Das sogenannte offene Bein ist eine chronische, nicht abheilende Wunde im Unterschenkelbereich, die vor allem gefäßbedingte Ursachen hat. Durch die Gefäßerkrankung verändert sich die Beschaffenheit des Unterhautgewebes und der Faszien in Richtung Verdichtung und Verhärtung (Dermatolipofascioslerose). Diese Vorgänge behindern die kapilläre Hautdurchblutung. Die Folge ist, dass die Haut abstirbt und es zur Ausbildung des offenen Beines kommen kann.

Unser Therapiekonzept bei einem offenen Bein sieht in erster Linie die Beseitigung der Gefäßerkrankung durch operative Eingriffe vor. Danach muss eine  gründliche Wundsäuberung (Ulcusshaving) durchgeführt werden. Bei diesem Eingriff wird das Ulcus in Narkose von den äußeren, schon abgestorbenen Schichten mit speziellen Instrumenten radikal  befreit. Die Wundsituation wird damit verbessert, so dass dann eine Hauttransplantation zur Wundausheilung durchgeführt werden kann. 

Die Kombination der operativen Versorgung der für das offene Bein ursächlichen Gefäßerkrankung mit dem Ulcusshaving und der gleichzeitigen Hauttransplantation kann die Behandlungsdauer deutlich verkürzen und die Wunde schneller Abheilen lassen.

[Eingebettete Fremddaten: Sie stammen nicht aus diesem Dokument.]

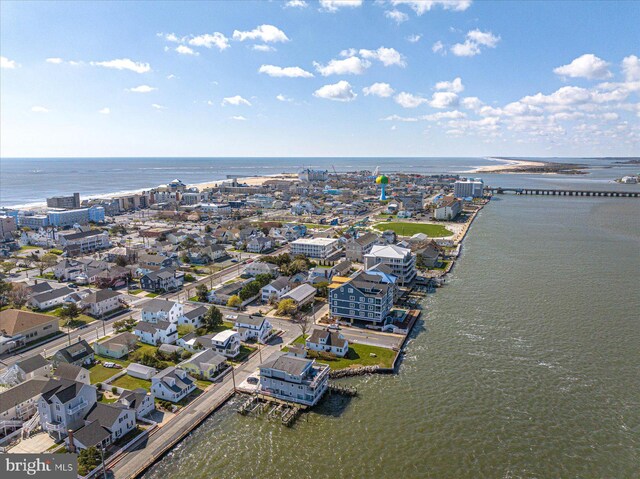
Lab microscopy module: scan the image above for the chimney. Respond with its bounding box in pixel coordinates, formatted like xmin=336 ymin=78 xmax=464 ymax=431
xmin=67 ymin=429 xmax=76 ymax=452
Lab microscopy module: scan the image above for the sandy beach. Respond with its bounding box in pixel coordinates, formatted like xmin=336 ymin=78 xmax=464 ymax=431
xmin=471 ymin=157 xmax=546 ymax=173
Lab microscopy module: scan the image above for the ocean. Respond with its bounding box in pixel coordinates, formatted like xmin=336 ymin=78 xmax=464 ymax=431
xmin=0 ymin=158 xmax=640 ymax=206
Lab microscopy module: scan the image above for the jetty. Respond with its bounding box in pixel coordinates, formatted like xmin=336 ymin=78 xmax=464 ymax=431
xmin=484 ymin=187 xmax=640 ymax=198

Das offene Bein sollte möglichst fachübergreifend von spezialisierten Ärzten und Pflegekräften (Wundteam) behandelt werden. Neben einem operativen Eingriff Verfahren muss ein modernes Wundmanagement angewendet werden, beispielsweise mit der Anlage von Vakuumverbänden oder biochirurgischen Maßnahmen wie die Behandlung mit Fliegenmaden. Viele Wunden müssen im weiteren Verlauf durch ein spezialisiertes Wundteam ambulant versorgt und kontrolliert werden. 

Das Gefäßzentrum des Diakonie-Klinikums bietet für eine wirkungsvolle Behandlung schlecht heilender Wunden gute Voraussetzungen. Zum einen durch eine moderne Gefäßchirurgie, zum anderen durch ein spezialisiertes Wundteam, das unsere Patienten auch nach der stationären Versorgung in der Wundsprechstunde weiter betreut.